Les juridictions ont dû déterminer le montant de l’indemnisation. Pour ce faire, le tribunal a eu recours à un indicateur qui est le coefficient trophique, se basant sur « l’importance de chaque espèce pour l’équilibre de l’écosystème et la gravité corrélative de l’atteinte et du déséquilibre induit ». La valeur des espèces illégalement pêchées est donc différente de leur simple valeur marchande. C’est ici une prise en compte de la place de chaque espèce dans l’écosystème marin. À ce titre, quelques explications ont été données par Denise Bellan-Santini, directrice de recherches au CNRS : « Dans un écosystème comme les Calanques, nous avons affaire à un réseau trophique, c’est-à-dire à un ensemble de chaînes alimentaires.
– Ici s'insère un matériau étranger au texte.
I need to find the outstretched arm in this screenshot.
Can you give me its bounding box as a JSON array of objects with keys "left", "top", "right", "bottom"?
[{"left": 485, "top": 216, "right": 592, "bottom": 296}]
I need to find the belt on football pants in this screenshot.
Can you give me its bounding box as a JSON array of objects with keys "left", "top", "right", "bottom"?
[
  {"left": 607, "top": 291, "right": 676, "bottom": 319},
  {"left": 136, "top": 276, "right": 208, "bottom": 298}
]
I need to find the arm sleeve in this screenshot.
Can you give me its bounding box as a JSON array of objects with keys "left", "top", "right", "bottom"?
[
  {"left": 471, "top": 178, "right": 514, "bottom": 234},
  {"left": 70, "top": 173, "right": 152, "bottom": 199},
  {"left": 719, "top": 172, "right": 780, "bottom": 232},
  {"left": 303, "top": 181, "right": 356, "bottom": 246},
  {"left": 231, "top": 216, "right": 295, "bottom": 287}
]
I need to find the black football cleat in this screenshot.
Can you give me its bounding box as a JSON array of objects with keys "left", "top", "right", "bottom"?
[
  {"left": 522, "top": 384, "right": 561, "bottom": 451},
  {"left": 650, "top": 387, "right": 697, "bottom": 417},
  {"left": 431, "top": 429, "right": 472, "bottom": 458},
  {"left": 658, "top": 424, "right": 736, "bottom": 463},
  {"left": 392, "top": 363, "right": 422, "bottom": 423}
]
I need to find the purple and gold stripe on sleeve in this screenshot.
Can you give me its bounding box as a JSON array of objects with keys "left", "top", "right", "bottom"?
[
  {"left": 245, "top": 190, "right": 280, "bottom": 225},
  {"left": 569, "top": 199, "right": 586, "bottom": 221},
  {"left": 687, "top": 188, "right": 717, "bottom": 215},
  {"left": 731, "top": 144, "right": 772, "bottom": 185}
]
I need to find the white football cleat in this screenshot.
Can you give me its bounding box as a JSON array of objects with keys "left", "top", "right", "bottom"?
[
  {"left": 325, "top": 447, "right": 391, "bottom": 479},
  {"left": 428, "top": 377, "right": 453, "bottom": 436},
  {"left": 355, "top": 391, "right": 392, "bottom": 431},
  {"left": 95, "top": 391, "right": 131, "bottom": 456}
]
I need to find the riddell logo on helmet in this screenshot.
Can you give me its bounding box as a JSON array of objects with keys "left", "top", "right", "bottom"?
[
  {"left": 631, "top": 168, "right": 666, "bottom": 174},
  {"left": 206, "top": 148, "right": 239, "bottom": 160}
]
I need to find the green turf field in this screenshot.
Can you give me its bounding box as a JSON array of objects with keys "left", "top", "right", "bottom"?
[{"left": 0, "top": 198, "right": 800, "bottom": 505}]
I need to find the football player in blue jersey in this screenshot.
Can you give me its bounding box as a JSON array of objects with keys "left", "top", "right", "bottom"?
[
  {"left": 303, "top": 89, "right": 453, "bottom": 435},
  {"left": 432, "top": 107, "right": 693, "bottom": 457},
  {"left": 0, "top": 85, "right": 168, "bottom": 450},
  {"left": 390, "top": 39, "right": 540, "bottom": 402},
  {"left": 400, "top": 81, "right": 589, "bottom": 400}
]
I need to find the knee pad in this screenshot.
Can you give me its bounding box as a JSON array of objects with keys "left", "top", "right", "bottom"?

Ce réseau trophique est pyramidal : les prédateurs sont au sommet. Si on tue un prédateur comme le mérou, on va impacter tout l’écosystème. Et les conséquences sont tragiques. »Elle illustre cela de la manière suivante : « si on mange une femelle avec des petits mérous, on mange tout une génération ! ». Le tribunal lui-même a repris les dires des représentants de la défense en comparant la valeur d’un vieux Mérou, à celle d’un tableau de maître.

En conclusion, ce qu’il faut retenir de cette affaire

La cour d’appel a finalement décidé de ramener le montant des dommages-intérêts de 350 060 euros à 52 068 euros. Néanmoins, le fait qu’un établissement public tel que le parc national des Calanques puisse obtenir la réparation de dommages causés à l’écosystème lui-même témoigne d’une avancée. Plusieurs éléments sont à retenir. Le préjudice écologique est qualifié lorsque les quantités de poissons, de poulpes et d’oursins pêchées sont telles qu’elles constituent une atteinte non négligeable aux éléments des écosystèmes. De ce fait, la loi de 2016 sur la reconquête de la biodiversité apparait donc comme une clé permettant d’améliorer la protection animale et la reconnaissance de l’importance de chaque espèce pour l’équilibre des écosystèmes. Il ne reste plus qu’à espérer que les sanctions prononcées et le caractère médiatique de cette affaire aient un effet dissuasif. Plus généralement, c’est une reconnaissance plus large du préjudice écologique par les juridictions qui est à espérer, le tribunal ayant rappelé qu’il est finalement indifférent que les espèces aient été prélevées à l’intérieur ou en dehors du parc national. Il considère en effet que « il n’apparait pas que la demande de ce chef doive nécessairement se limiter à la seule infraction de pêche en zone de non-pêche ou aux seuls dégâts commis dans ce périmètre voire dans le périmètre du parc, selon une logique qui occulterait alors les solidarités à l’œuvre au sein d’un écosystème complexe ».